Statistical analysis

Data were statistically compared using the GraphPad Prism software (San Diego, CA, USA). Distribution and homogeneity were tested using the Kolmogorov–Smirnov and Bartlett’s tests, respectively. A two-way ANOVA (factors: atmospheres and treatments), was applied, followed by Tukey’s or Sidak’s test. The level of significance was set at 5%.

Results

CFU counting

Enamel

Table 2 presents the means for the CFU (log₁₀/mL) for the total microorganisms, Lactobacillus spp., and mutans streptococci from the microcosm biofilm cultivated under various atmospheric growth conditions on the enamel specimens.

Thumbnail

Table 2
Colony-forming units counting (log10 CFU/mL) of total microorganisms, Lactobacillus spp. and mutans streptococci from microcosm biofilm produced on enamel specimens

For the total microorganisms, all atmospheres, except the anaerobic condition, were able to differentiate CHX from PBS (p<0.0001), displaying the antimicrobial effect of the CHX. A minor difference in the growth of total microorganisms was seen in microaerophilia compared to the other atmospheres (p<0.0001), which did not differ from each other (anaerobic and mixed) regardless of the treatment.

Regarding the Lactobacillus spp. and mutans streptococci CFU, all atmospheres were able to differentiate CHX from PBS (p<0.0001), indicating the antimicrobial effect of CHX.

Lower growth of Lactobacillus spp. was observed under a mixed atmosphere (anaerobic CFU) than in the other conditions (p<0.0001), except for the microaerophilic condition.
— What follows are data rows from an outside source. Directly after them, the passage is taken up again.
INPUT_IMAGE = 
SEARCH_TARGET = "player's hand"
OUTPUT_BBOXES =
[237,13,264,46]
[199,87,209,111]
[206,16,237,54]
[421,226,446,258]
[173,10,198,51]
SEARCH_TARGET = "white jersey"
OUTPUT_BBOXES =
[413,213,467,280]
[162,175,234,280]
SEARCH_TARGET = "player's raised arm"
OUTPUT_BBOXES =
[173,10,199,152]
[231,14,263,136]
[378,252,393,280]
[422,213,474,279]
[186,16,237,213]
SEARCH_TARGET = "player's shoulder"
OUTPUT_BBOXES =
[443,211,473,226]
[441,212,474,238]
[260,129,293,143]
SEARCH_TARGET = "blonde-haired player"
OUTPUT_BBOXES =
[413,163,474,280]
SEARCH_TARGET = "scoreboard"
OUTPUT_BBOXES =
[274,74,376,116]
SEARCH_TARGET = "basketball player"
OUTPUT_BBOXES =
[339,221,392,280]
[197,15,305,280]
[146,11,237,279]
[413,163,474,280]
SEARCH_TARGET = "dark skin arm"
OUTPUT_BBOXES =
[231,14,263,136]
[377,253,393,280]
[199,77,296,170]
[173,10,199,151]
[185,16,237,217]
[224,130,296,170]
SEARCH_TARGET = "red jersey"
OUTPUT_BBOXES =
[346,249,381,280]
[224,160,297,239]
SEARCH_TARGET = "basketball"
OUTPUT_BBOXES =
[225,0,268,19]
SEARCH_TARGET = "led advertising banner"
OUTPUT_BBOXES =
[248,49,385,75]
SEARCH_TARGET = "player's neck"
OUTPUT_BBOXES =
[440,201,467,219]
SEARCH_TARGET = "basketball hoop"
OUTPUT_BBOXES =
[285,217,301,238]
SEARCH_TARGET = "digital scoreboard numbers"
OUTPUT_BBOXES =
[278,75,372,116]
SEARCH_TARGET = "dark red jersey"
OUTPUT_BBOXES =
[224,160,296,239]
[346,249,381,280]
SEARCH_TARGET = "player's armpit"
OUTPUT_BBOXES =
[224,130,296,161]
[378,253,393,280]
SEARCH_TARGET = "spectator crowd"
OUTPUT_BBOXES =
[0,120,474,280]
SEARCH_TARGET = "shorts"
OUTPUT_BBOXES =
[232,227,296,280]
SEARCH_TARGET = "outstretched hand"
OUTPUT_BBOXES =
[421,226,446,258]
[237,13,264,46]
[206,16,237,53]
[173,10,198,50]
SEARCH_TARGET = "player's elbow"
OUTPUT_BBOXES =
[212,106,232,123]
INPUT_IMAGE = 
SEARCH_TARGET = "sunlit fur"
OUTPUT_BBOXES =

The microaerophilic atmosphere was similar to the anaerobic atmosphere but displayed lower Lactobacillus spp. growth when compared with the mixed atmosphere (microaerophilic CFU), which did not differ from the anaerobic and mixed-anaerobic CFU.

Regarding mutans streptococci, lower microbial growth was observed in the microaerophilic atmosphere (p=0.0041), which was similar to the mixed atmosphere (microaerophilic CFU). However, the microaerophilic atmosphere significantly differed from the anaerobic atmosphere when considering PBS and from the mixed atmosphere (anaerobic CFU) when considering CHX.

Dentin

Table 3 displays the mean for the CFU (log₁₀/mL) for the total microorganisms, Lactobacillus spp., and mutans streptococci from a microcosm biofilm cultivated under different atmospheric growth conditions on dentin specimens.

Thumbnail

Table 3
Colony-forming unit counting (log10 CFU mL) of total microorganisms, Lactobacillus spp. and mutans streptococci from microcosm biofilm produced on dentin specimens

For the total microorganisms CFU, all atmospheres, except microaerophilia, were able to differentiate between CHX and PBS (p<0.0001), showing the antimicrobial effect of CHX. When the atmospheres were compared, no differences were observed regardless of the treatment (p<0.1222).
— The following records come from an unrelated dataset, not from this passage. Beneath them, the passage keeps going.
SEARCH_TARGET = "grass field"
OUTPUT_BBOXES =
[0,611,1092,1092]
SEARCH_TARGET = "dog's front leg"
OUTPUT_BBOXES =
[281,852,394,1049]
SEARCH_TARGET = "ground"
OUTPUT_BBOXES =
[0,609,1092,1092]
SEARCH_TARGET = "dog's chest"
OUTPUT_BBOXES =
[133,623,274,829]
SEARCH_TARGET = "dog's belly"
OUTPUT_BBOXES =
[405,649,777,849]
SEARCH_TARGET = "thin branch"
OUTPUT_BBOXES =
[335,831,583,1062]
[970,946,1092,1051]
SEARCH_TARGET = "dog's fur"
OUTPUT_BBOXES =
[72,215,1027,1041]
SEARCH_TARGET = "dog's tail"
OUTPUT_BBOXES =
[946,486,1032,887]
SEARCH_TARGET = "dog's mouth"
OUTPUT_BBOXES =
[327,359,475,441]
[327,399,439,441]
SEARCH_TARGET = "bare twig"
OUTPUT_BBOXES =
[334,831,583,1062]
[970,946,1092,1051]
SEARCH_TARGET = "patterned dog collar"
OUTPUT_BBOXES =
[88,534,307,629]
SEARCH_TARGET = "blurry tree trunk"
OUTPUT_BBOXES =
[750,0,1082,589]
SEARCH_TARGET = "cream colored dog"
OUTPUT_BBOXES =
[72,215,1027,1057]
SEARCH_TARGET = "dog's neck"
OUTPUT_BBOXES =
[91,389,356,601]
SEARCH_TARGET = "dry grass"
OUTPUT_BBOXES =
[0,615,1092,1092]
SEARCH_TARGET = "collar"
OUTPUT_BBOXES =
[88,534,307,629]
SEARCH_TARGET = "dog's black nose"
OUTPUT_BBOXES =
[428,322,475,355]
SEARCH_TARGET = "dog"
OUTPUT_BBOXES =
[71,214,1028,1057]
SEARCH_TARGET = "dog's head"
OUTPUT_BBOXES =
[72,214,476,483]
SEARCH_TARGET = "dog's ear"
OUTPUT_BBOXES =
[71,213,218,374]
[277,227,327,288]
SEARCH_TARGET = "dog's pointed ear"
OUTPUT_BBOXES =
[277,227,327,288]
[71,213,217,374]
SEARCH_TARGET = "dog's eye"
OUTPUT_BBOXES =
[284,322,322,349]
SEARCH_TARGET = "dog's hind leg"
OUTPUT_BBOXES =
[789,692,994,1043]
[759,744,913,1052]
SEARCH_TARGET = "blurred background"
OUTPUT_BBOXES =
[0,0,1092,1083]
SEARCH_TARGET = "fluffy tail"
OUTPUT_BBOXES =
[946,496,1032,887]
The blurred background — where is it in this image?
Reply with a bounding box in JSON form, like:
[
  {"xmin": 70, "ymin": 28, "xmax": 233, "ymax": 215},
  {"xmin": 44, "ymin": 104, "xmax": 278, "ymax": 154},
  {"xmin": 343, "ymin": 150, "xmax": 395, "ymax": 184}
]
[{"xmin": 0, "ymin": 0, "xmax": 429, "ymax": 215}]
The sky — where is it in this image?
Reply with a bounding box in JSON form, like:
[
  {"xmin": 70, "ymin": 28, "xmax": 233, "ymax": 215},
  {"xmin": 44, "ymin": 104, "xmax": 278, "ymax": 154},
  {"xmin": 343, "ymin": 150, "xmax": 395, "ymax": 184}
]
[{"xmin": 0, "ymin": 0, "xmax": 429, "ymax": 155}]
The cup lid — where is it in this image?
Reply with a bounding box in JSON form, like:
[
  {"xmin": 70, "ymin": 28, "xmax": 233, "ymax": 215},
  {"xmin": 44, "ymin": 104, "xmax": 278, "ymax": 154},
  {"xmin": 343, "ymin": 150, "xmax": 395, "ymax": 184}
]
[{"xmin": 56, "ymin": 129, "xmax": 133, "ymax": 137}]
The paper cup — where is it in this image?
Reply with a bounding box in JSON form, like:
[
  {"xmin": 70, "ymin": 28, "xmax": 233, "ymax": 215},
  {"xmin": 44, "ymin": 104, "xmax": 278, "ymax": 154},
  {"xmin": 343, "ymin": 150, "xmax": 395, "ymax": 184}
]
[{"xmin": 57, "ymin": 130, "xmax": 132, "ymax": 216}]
Regarding Lactobacillus spp. CFU, none of the atmospheres was able to differentiate the effect of CHX and PBS (p=0.0602). When comparing the atmospheres, the mixed atmosphere (microaerophilic CFU) presented lower growth of Lactobacillus spp. than the other atmospheres (p=0.0002), except for microaerophilia.

In contrast, all atmospheres significantly showed differences between CHX and PBS on mutans streptococci growth (p<0.0001), whereas no differences were observed when comparing the atmospheres regardless of the treatment (p=0.4706).

TMR analysis

Tables 4 and 5 present the TMR data for the enamel and dentin specimens, respectively. Figures 1 and 2 display representative TMR images of the enamel and dentin from each group, respectively.

Thumbnail

Table 4
Mean ± SD of the integrated mineral loss (ΔZ, vol%. μm), lesion depth (LD, μm) and average mineral loss (R, vol%) of the enamel specimens

Thumbnail

Table 5
Mean ± SD of the integrated mineral loss (ΔZ, vol%. μm), lesion depth (LD, μm) and average mineral loss (R, vol%) of the dentin specimens

Figure 1
Transverse microradiography representative pictures (20×) of an enamel specimen from each group: Microaerophilia; Anaerobiosis; Mixed, after treatment with Chlorhexidine (CHX) or PBS. The arrows show the lesion area. Specimens belonging to PBS showed cavitation, regardless of the atmosphere. Specimens treated with CHX showed shallow lesion

Figure 2
Transverse microradiography representative pictures (20×) of a dentin specimen from each group: Microaerophilia; Anaerobiosis; Mixed, after treatment with Chlorhexidine (CHX) or PBS. The arrows show the lesion area. Mixed-PBS was the only one not showing some cavitation of the dentin lesion

Chlorhexidine reduced enamel demineralization in all the tested atmospheres (p<0.0001). Similar carious lesions were produced in enamel in all atmospheres (p=0.7627), except for microaerophilia, which induced a shallow lesion compared to the anaerobic atmosphere, both similar to the mixed atmosphere (Table 4 and Figure 1).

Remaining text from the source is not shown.